Open steppi opened 3 years ago
I agree that if pystow is used as a dependency of some package that someone installs, it might not be clear what it is and what the .data
folder is. I wonder if instead of naming it .pystow_data
which assumes someone knows what pystow is, naming it simply .pydata
would at least convey the fact that "this is a data folder for Python packages".
I've never used a package that created a .data
folder, so I'm curious if you guys or anyone else has an example of another package that's doing this that would create the conflict.
I don't want to make the name python-specific nor pystow-specific because the concept transcends languages. I have actually been planning to write an R port of this that should have a similar interface (and potentially have a higher impact, since R users are terrible with reproducibility).
There are so many application-specific folders littering the home directory now that I'd rather keep this one generic as a reminder that it should supersede the other ones.
I'm not aware of any such packages either.
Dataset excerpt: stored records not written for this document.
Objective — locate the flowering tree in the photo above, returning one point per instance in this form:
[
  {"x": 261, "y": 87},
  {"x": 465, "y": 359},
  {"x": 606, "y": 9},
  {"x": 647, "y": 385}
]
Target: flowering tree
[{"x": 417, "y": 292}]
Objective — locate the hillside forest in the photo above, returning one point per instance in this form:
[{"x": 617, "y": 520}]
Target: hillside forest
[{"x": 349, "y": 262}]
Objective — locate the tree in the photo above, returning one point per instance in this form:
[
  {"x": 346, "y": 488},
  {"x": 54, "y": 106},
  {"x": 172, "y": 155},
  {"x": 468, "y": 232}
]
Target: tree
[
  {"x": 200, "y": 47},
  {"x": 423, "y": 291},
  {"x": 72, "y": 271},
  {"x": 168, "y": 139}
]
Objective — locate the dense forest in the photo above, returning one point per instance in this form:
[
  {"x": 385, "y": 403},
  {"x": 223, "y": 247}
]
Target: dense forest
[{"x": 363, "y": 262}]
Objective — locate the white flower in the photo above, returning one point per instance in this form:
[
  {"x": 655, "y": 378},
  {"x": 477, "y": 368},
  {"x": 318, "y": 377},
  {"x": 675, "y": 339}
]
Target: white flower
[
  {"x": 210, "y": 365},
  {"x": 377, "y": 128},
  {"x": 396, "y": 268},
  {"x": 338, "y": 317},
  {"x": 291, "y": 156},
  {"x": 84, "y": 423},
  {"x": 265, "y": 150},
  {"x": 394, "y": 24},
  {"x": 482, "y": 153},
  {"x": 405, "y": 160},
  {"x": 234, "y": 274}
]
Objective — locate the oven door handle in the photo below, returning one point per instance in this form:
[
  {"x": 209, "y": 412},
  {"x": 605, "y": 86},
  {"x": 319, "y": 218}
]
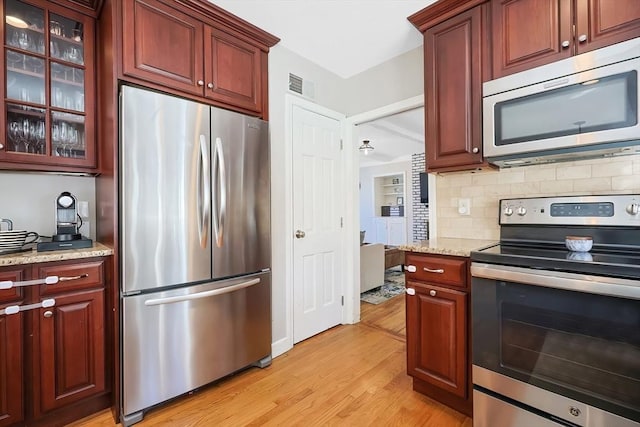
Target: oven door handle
[{"x": 558, "y": 279}]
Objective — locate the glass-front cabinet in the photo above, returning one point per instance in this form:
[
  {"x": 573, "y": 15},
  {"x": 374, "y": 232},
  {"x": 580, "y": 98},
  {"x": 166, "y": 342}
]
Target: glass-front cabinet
[{"x": 48, "y": 106}]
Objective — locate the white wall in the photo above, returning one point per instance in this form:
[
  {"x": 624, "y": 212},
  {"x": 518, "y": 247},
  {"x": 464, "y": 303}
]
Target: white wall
[
  {"x": 392, "y": 81},
  {"x": 28, "y": 199},
  {"x": 367, "y": 205}
]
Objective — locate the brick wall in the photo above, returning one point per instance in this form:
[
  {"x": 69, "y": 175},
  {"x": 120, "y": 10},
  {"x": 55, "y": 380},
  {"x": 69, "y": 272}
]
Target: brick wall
[{"x": 420, "y": 210}]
My thinking was based on the sheer scale of the number of software and data professionals in the world, as well as hobbyists, and the impossibility of knowing if any are using a .data
folder, especially for the case of custom/bespoke workflows that wouldn't be public knowledge. That it is such generic name, and that it seemed like an obvious choice to you, makes it seem at least plausible to me that could also be an obvious choice for someone else.
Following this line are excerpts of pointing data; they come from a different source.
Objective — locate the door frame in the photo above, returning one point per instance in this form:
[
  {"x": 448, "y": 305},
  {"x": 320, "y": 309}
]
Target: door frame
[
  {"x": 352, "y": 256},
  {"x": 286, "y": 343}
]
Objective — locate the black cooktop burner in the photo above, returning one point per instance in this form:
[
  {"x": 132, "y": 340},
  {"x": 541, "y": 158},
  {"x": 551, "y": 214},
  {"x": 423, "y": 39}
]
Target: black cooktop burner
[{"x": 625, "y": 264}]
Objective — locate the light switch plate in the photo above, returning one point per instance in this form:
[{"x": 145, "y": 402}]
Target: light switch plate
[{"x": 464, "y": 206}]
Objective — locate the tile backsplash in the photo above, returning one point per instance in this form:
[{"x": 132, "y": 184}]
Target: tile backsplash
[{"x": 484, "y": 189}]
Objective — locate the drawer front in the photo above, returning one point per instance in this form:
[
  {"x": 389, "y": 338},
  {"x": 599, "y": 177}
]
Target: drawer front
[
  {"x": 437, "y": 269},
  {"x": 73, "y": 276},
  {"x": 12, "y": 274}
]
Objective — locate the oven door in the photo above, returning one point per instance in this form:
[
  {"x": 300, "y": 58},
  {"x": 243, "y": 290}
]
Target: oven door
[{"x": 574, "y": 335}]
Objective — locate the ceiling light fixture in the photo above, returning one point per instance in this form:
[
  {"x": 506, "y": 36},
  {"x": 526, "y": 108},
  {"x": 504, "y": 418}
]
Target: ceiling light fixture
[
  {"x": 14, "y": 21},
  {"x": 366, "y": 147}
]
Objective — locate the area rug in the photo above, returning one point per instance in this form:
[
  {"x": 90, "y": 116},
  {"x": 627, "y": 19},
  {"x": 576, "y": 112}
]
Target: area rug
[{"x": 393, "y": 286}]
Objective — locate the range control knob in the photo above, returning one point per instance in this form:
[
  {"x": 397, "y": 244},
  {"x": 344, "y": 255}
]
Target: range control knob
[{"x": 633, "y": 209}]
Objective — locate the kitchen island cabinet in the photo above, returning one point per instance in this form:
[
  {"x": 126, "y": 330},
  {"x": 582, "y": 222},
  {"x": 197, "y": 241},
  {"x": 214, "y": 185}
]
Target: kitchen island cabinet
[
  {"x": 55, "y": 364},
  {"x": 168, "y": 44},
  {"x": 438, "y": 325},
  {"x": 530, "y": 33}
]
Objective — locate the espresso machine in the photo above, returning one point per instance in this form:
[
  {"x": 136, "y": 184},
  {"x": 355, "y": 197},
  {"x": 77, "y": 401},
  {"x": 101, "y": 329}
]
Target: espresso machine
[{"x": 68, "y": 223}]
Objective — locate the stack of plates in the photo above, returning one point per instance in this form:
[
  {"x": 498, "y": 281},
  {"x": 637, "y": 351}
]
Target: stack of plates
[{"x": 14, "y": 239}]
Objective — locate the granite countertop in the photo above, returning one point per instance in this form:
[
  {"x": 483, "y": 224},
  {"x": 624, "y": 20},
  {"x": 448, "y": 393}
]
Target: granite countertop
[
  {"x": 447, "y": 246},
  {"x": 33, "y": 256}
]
You bring up a good point though. If you want to create something that is not pystow or language specific, then a somewhat generic name is in order. In this case, I think you need to start thinking about branding. If you want this thing in its language agnostic form to gain mindshare, maybe it should have a pithy name to help brand it. In any case, I've updated adeft to use appdirs to place the models in the platform specific user data location (which I think is a better fit for adeft), so I no longer feel personally responsible here.
I agree with having the layout transcend language or a particular implementation, but there are a set of conventions at play here, so I think having having some more specific name is warranted, and I agree with @steppi that it's likely that its not unlikely other applications will choose .data
.
Can someone point to a concrete example of another application (any platform/language) that’s using the .data directory in the home folder?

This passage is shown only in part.